08 Ocak 2025

Feti Yıldız’ı tam alkışlayacaktım ki...

Gezi tutukluları Osman Kavala, Can Atalay, Tayfun Kahraman, Çiğdem Mater, Mine Özerden, ayrıca Selahattin Demirtaş ve Figen Yüksekdağ hâlâ hapiste. İnsan haklarına ve Anayasa'ya düşkün Feti Yıldız Anayasa’nın 153. maddesinin neden uygulanmadığını sorgulamış mıdır?

Feti Yıldız

Birebir tanımıyorum ama, belli ki...

MHP’nin hukuk işlerinden sorumlu Genel Başkan Yardımcısı Feti Yıldız iyi bir hukukçu.

Önceki gün Türkiye Cumhuriyeti Anayasası’nı keşfediyor!..

Özellikle Anayasa’nın 17. maddesini!..

Son zamanlarda “Apo ev hapsine çıksın, Umut Yasası’ndan yararlansın” tezleri ortada dolaşırken, Feti Yıldız diyor ki:

“Hapis cezasının infazı, mahkûmun hayatı için kesin tehlike teşkil ediyorsa, iyileşinceye kadar infazın geri bırakılması tartışma konusu olmamalıdır.

İnsan Hakları Sözleşmelerinde ve Anayasa’mızın 17. maddesinde belirtildiği üzere, her insan doğuştan gelen yaşama hakkına sahiptir.

Devlet bu hakka saygı göstermekle yükümlüdür.
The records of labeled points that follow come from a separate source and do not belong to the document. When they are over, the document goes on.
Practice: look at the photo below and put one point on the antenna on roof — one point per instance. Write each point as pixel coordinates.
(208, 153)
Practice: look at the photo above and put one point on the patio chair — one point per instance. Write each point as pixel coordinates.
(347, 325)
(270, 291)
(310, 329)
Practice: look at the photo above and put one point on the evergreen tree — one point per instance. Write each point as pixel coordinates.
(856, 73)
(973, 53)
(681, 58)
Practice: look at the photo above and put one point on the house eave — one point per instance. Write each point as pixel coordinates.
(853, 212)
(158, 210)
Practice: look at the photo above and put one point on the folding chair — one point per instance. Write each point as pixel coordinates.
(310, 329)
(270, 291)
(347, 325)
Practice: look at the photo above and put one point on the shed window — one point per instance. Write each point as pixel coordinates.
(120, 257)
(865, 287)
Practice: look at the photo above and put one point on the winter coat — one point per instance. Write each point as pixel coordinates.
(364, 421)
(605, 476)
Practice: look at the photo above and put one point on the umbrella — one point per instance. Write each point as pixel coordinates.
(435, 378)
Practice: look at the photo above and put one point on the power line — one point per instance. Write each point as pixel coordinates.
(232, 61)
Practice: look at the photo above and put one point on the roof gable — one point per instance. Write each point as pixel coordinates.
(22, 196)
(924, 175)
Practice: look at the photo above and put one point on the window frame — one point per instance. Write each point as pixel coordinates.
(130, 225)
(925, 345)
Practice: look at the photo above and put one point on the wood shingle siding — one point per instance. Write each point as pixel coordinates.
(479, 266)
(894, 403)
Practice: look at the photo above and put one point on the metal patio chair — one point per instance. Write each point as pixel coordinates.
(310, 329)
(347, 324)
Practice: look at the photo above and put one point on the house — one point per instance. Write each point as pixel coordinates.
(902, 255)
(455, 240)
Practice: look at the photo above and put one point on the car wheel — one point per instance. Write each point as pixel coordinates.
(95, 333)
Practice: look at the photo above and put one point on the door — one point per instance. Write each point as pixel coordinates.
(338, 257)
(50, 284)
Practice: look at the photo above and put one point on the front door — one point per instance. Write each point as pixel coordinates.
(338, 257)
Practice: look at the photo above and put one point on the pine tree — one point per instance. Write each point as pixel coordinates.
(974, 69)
Hükümlü ve tutuklular ile gözaltına alınan kişiler bakımından yaşama hakkı özel bir öneme sahiptir. Çünkü bu kişiler devletin denetimi ve gözetimi altındadır.”

Zamanlama

Feti Yıldız’ın hatırlatmasının DEM’lilerin Öcalan’la görüşmesinden sonraya rastlaması dikkat çekici.

Öcalan’la pazarlık, onun ev hapsinden çıkması mı?

Ev hapsinden çıkartılmasının formüllerinden biri sağlık raporu mu?

Durup dururken, Anayasa’nın 17. maddesinden söz etmenin bir amacı olsa gerek.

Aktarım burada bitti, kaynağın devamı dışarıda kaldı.